Rebooting the System: Immune Cells Repair Damaged Lung Tissues after Flu Infection, Penn Study Finds
There’s more than one way to mop up after a flu infection. Now, researchers from the Perelman School of Medicine at the University of Pennsylvania report this week in Nature Immunology that a previously unrecognized population of lung immune cells orchestrate the body’s repair response following flu infection.
In addition to the looming threat of a deadly global pandemic, an estimated 200,000 people are hospitalized because of the flu and 36,000 die each year in the US, according to the Centers for Disease Control. However, many influenza-related deaths are not a direct result of the invading virus but instead are linked to the body’s failure to effectively repair and restore lung tissues after it has been damaged by the virus. However, the processes that promote lung tissue repair have remained elusive.
In this new report, David Artis, PhD, associate professor of Microbiology; Laurel Monticelli, a PhD student in the Artis lab; and colleagues observed that flu-infected mice without a population of immune cells called innate lymphoid cells suffered poor lung function leading to eventual death. The team also found that those innate lymphoid cells produced a growth factor called amphiregulin. Infusion of innate lymphoid cells or amphiregulin to the lungs of infected mice normalized lung function, suggesting that the activation of these cells is central to tissue repair at lung surfaces.

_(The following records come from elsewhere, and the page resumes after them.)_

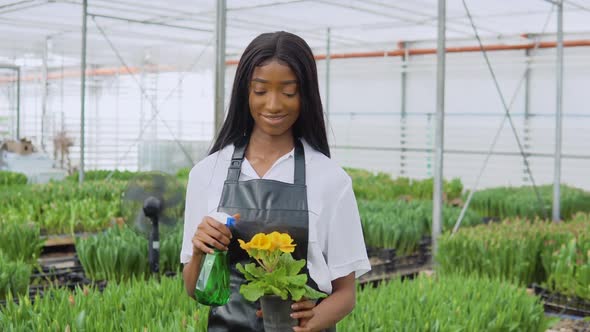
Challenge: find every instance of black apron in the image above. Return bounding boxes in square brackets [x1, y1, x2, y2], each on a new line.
[207, 137, 324, 332]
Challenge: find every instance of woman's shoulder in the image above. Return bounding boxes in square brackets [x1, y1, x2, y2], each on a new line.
[187, 144, 233, 184]
[302, 140, 351, 189]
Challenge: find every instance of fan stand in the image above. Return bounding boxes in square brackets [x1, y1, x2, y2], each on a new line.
[143, 196, 162, 274]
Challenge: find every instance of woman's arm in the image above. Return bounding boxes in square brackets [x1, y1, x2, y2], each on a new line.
[182, 215, 233, 297]
[292, 272, 356, 332]
[183, 251, 204, 298]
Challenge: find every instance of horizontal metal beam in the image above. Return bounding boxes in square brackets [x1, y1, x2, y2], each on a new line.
[327, 111, 590, 118]
[87, 13, 212, 32]
[331, 145, 590, 160]
[0, 64, 19, 70]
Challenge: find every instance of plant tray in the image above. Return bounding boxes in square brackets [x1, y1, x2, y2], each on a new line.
[366, 247, 396, 263]
[532, 284, 590, 317]
[396, 253, 429, 268]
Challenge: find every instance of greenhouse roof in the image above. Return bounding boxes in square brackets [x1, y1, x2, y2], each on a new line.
[0, 0, 588, 69]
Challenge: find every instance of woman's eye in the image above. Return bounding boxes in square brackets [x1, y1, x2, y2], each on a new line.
[253, 90, 266, 96]
[283, 92, 297, 98]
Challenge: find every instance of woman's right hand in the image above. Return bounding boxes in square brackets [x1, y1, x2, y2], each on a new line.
[192, 215, 237, 254]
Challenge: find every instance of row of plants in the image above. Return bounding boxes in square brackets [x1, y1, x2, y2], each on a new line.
[0, 220, 44, 265]
[0, 221, 44, 300]
[0, 171, 28, 186]
[546, 237, 590, 300]
[67, 168, 192, 183]
[359, 199, 481, 254]
[338, 274, 552, 332]
[1, 273, 551, 331]
[345, 167, 464, 202]
[436, 213, 590, 300]
[0, 181, 125, 234]
[468, 184, 590, 220]
[76, 225, 183, 282]
[66, 170, 143, 182]
[0, 253, 30, 301]
[0, 276, 209, 331]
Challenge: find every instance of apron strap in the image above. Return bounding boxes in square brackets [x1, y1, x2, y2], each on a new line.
[294, 139, 305, 186]
[226, 136, 306, 185]
[226, 136, 248, 182]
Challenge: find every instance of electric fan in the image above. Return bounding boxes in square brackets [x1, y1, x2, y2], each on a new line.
[121, 172, 185, 273]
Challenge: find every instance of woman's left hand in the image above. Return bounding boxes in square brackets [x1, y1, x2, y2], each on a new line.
[291, 299, 318, 332]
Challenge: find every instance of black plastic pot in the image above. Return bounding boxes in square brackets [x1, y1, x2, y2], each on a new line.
[259, 295, 298, 332]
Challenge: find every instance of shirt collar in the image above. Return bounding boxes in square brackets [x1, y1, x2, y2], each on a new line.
[219, 138, 315, 165]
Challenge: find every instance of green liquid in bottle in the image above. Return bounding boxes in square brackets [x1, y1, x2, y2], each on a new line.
[195, 250, 231, 306]
[194, 216, 234, 306]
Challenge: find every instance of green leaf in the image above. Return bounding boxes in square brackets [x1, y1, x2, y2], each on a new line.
[288, 286, 306, 301]
[244, 263, 266, 279]
[269, 285, 289, 300]
[284, 274, 307, 287]
[279, 253, 306, 276]
[304, 285, 327, 300]
[239, 282, 265, 302]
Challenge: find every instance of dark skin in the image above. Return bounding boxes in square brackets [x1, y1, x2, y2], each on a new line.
[183, 60, 356, 332]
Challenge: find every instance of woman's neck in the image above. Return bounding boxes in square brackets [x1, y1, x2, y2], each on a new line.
[246, 128, 295, 177]
[248, 128, 294, 157]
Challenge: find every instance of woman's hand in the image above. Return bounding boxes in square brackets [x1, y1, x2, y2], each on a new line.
[254, 299, 318, 331]
[192, 214, 237, 254]
[291, 299, 318, 332]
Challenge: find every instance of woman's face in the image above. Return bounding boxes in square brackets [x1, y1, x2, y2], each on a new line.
[248, 60, 300, 139]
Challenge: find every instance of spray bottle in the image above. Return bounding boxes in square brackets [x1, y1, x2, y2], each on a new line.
[195, 212, 235, 306]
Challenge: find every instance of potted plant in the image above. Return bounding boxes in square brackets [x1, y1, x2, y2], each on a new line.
[236, 232, 326, 331]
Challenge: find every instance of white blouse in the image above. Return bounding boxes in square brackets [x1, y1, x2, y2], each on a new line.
[180, 139, 371, 294]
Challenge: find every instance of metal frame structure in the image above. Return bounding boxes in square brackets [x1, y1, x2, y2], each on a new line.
[0, 64, 21, 139]
[0, 0, 585, 253]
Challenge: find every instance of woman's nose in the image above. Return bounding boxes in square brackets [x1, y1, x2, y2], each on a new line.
[266, 92, 281, 112]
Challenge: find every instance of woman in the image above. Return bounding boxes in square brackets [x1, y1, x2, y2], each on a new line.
[181, 31, 370, 332]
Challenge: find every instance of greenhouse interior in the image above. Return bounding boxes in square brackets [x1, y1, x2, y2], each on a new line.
[1, 0, 590, 330]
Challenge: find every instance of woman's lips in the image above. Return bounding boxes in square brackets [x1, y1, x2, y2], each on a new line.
[261, 114, 287, 125]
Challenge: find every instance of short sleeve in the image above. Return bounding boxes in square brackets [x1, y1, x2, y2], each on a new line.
[325, 177, 371, 280]
[180, 168, 208, 264]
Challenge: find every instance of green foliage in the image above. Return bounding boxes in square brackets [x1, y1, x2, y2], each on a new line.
[344, 167, 464, 202]
[0, 220, 44, 265]
[468, 184, 590, 220]
[160, 225, 184, 273]
[176, 167, 191, 180]
[0, 276, 209, 331]
[437, 213, 590, 300]
[76, 226, 149, 282]
[544, 235, 590, 300]
[66, 169, 140, 182]
[0, 253, 30, 300]
[236, 253, 326, 302]
[0, 170, 27, 185]
[338, 274, 553, 332]
[0, 180, 125, 234]
[76, 225, 183, 282]
[359, 199, 481, 253]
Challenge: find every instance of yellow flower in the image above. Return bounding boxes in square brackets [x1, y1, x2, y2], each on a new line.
[275, 232, 296, 253]
[249, 233, 271, 250]
[267, 232, 282, 251]
[238, 239, 251, 250]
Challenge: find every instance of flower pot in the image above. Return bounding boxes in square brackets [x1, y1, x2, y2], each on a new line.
[259, 295, 298, 332]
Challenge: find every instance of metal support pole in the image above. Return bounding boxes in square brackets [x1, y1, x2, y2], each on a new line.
[523, 48, 531, 183]
[16, 67, 21, 139]
[79, 0, 87, 184]
[214, 0, 227, 135]
[41, 37, 49, 152]
[325, 27, 331, 127]
[400, 43, 408, 176]
[432, 0, 446, 259]
[553, 0, 564, 222]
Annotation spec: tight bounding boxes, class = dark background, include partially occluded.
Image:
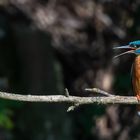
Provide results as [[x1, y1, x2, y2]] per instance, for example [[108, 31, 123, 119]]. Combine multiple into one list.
[[0, 0, 139, 140]]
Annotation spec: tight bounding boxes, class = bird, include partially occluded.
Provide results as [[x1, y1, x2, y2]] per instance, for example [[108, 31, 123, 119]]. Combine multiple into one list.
[[114, 40, 140, 116]]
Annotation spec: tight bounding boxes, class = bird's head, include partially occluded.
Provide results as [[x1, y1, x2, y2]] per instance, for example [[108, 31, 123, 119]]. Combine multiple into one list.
[[114, 40, 140, 58]]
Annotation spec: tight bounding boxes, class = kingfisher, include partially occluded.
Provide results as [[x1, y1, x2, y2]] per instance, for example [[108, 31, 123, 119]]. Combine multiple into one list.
[[114, 40, 140, 115]]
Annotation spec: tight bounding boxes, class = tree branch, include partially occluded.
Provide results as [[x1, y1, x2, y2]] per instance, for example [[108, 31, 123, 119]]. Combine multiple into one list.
[[0, 90, 139, 109]]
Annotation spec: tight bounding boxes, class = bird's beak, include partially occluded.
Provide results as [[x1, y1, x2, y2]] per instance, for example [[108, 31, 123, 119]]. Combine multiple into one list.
[[113, 45, 132, 50], [113, 45, 135, 59]]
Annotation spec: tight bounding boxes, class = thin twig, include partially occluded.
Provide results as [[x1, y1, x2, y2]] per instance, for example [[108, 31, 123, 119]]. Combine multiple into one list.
[[65, 88, 70, 97], [85, 88, 114, 97], [67, 103, 80, 112]]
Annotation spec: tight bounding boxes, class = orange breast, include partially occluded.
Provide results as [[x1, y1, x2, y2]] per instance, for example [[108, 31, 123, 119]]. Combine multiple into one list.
[[132, 55, 140, 98]]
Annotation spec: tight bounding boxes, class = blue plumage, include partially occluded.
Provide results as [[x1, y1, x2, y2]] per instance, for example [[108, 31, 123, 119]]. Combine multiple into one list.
[[135, 49, 140, 54], [129, 40, 140, 54], [129, 40, 140, 46]]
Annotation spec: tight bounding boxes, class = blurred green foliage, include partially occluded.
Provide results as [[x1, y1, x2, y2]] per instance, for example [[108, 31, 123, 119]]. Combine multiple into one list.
[[0, 100, 23, 130], [0, 109, 13, 130]]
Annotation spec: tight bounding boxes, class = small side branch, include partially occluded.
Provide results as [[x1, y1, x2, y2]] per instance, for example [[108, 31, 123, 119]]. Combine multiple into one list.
[[85, 88, 114, 97], [65, 88, 70, 97], [67, 103, 81, 112], [0, 90, 138, 111]]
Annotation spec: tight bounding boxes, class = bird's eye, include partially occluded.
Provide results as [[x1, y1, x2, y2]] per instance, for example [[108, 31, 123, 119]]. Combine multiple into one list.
[[130, 44, 138, 48]]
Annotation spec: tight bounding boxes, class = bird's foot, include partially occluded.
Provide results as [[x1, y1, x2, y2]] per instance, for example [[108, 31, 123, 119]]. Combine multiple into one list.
[[136, 95, 140, 101]]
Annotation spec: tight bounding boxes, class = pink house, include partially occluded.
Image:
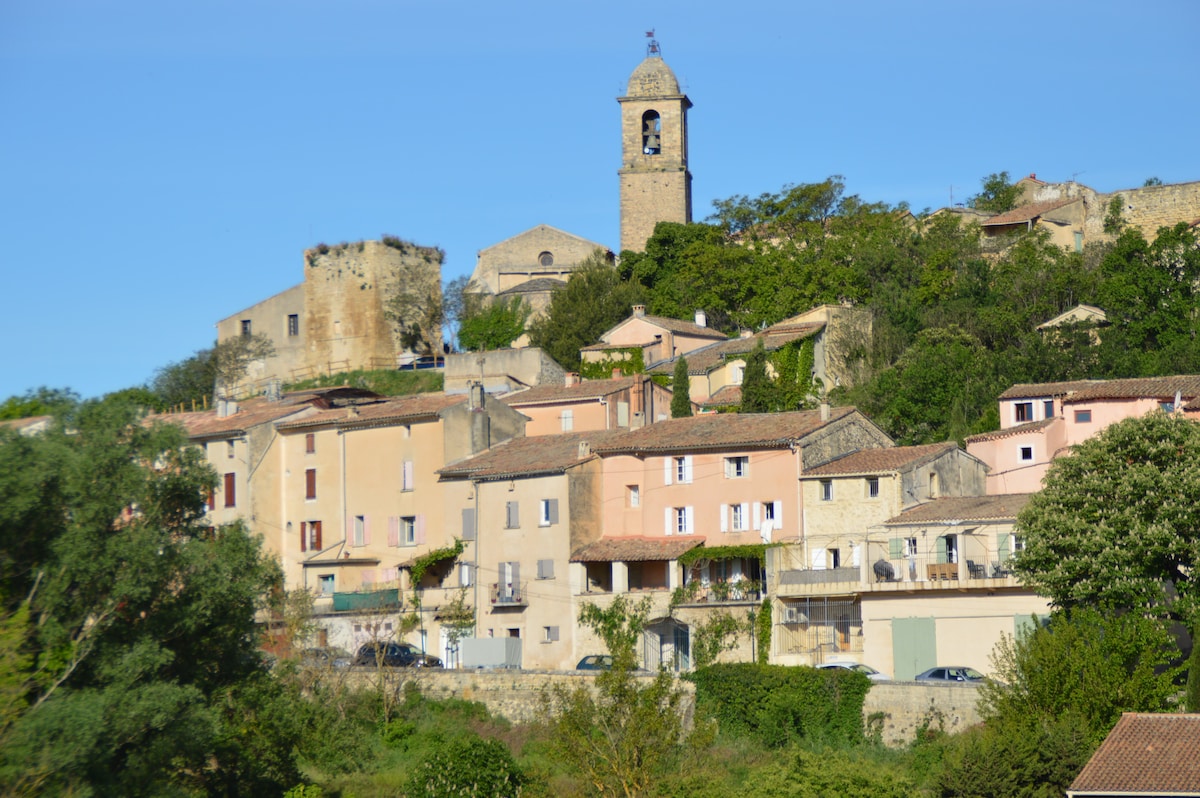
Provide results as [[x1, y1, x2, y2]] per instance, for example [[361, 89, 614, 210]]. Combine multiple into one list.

Notably, the researchers found that innate lymphoid cells don’t attack the virus per se, as other immune cells do; rather, they spur the proliferation of cells that line the lung, which aids in wound healing of the lung tissues that have been severely damaged as a result of the viral infection.
Based on these findings, this lung cell population could also promote wound healing following other respiratory infections and possibly drive tissue remodeling in situations of non-infectious lung injury and inflammation such as asthma, explains first author Monticelli.